The next category is motor response. The motor response is scored from 1 to 6. A person will receive a score of 6 if he can completely obey a command to perform a motor skill. This may be a command such as raise your arm and wiggle your fingers. A person will receive a score of 5 if he is able to localize to pain. So the nurse may put pressure on a certain part of the patient's body, such as above the eyes. If the patient takes his hand and places it on the point of pressure to remove the source of the pressure point of pain, he is able to localize to the source of pain to remove it. A person will receive a score of 4 if he withdraws from pain. So again the nurse applies a pressure point of pain to a certain part of the patient's body, such as pressing down on the fingerbeds. If the patient moves his hand away from the source of pain, he is able to withdraw from pain. A person receives a score of 3 if he displays decorticate posturing. This is an abnormal flexion response. This is when the hands are turned inward toward the chest and the legs are extended and internally rotated and plantar flexed. A person receives a score of 2 if he displays decerebrate posturing. This is an abnormal extension response. This is when the arms are abducted with the wrists pronated and fingers flexed, and legs extended and plantar flexed. A person will receive a score of 1 if he is flaccid, with no motor response at all.
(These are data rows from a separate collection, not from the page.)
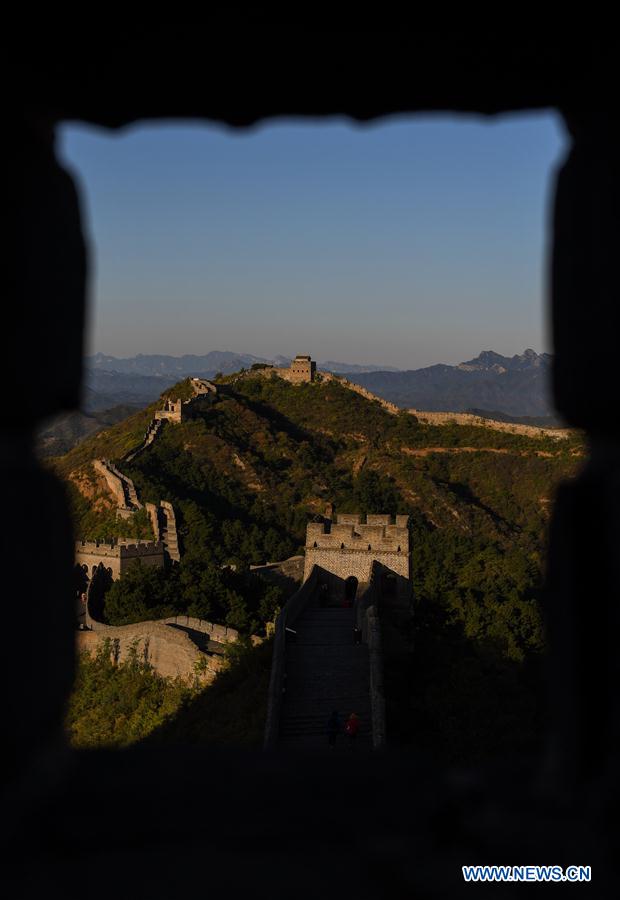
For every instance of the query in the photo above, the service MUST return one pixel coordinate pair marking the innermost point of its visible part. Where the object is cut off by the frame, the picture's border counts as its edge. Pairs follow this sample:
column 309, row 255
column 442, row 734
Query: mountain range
column 514, row 386
column 517, row 386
A glasgow coma scale score of 13-15 is indicative of mild to no brain injury. A score of 9-12 is indicative of a moderate brain injury. A score of 3-8 indicates a severe brain injury, where the person is in a coma.

The glasgow coma scale is a great neurological assessment and it is used widely in the healthcare industry to assess any type of brain injury.

So just remember that eye response is 1-4, speech response is 1-5, and motor response is 1-6.

To use this calculator, a user enters in a person's response to these 3 categories, and the calculator will compute the glasgow coma scale score.

If the glasgow coma scale is less than 13, usually a doctor will order further tests such as a CT scan, MRI, or EEG of a person to get more details of the person's injury.

Thus, the glasgow coma scale can be used as a precursor for further electronic testing that may needed to be conducted of a person's brain.